The soldiers had nicknamed this hated centurion "Cedo Alteram," because he used to cry out gleefully every time he broke the rod with which he was striking a delinquent, Cedo alteram! that is to say, "Give us another!"

"I'm certain," said the barbarian—"I'll wager that Cedo Alteram will tan my back as a tanner whacks a bullock's hide. It's abominable, my friend, abominable."

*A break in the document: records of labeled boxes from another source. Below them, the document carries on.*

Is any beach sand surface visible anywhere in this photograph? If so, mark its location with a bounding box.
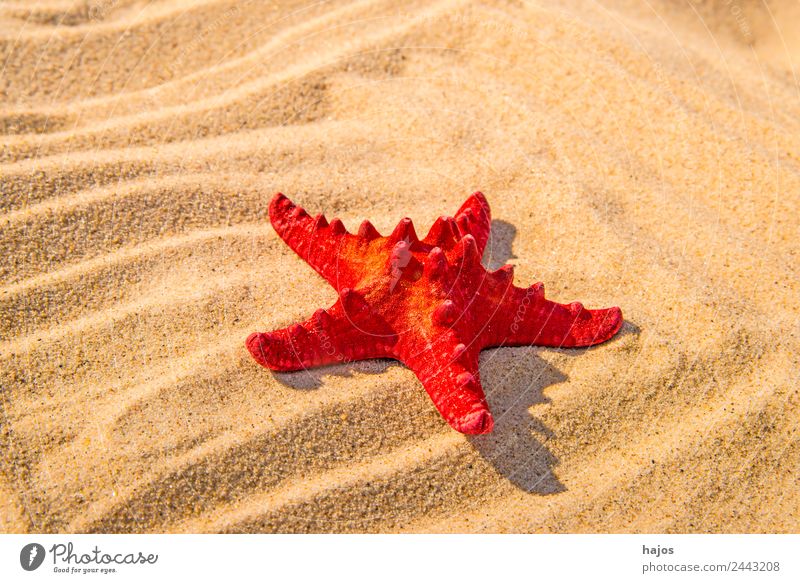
[0,0,800,532]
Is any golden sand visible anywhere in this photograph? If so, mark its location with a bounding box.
[0,0,800,532]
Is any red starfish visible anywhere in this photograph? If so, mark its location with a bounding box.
[246,192,622,434]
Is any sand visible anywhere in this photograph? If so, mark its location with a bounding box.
[0,0,800,532]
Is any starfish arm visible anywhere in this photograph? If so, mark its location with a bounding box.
[487,283,622,348]
[401,343,494,435]
[422,192,492,253]
[269,193,374,291]
[246,290,394,371]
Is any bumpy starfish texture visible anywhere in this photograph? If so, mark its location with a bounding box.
[246,192,622,434]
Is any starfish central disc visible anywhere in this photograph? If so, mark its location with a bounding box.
[246,192,622,434]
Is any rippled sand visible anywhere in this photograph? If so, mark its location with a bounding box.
[0,0,800,532]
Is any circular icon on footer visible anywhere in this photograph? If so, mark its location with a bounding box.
[19,543,45,571]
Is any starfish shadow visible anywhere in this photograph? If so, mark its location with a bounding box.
[270,358,402,391]
[482,219,517,271]
[469,347,567,494]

The worthy pair were now stragglers behind the army, because Aragaris according to his custom had got dead drunk in a plundered village and Strombix had been thrashed. The little Syrian had made a fruitless attempt to obtain the favours of a handsome Frankish girl. This sixteen-year-old-beauty, daughter of a barbarian killed in the fight, had administered to him two such blows that he had fallen on his back and had then fairly stamped upon him.

"She wasn't a girl but a devil," declared Strombix. "I hardly took hold of her and she nearly broke every rib in my body."

The note of the trumpet became more and more distinct. Aragaris, sniffing the wind like a blood-hound, noticed the smell of smoke; the bivouacs must be but a short way off.

The night became pitch dark. They could hardly make out the road; the path was lost in marshes in which they leapt from tussock to tussock. Fog began to rise. Suddenly from a great yew, with branches from which moss hung like long grey beards, something fled away with a harsh cry. Strombix crouched down with fear. It was a black cock.

They finally lost their bearings. Strombix climbed a tree.

"The bivouacs lie northwards—not far off. There's a wide river below."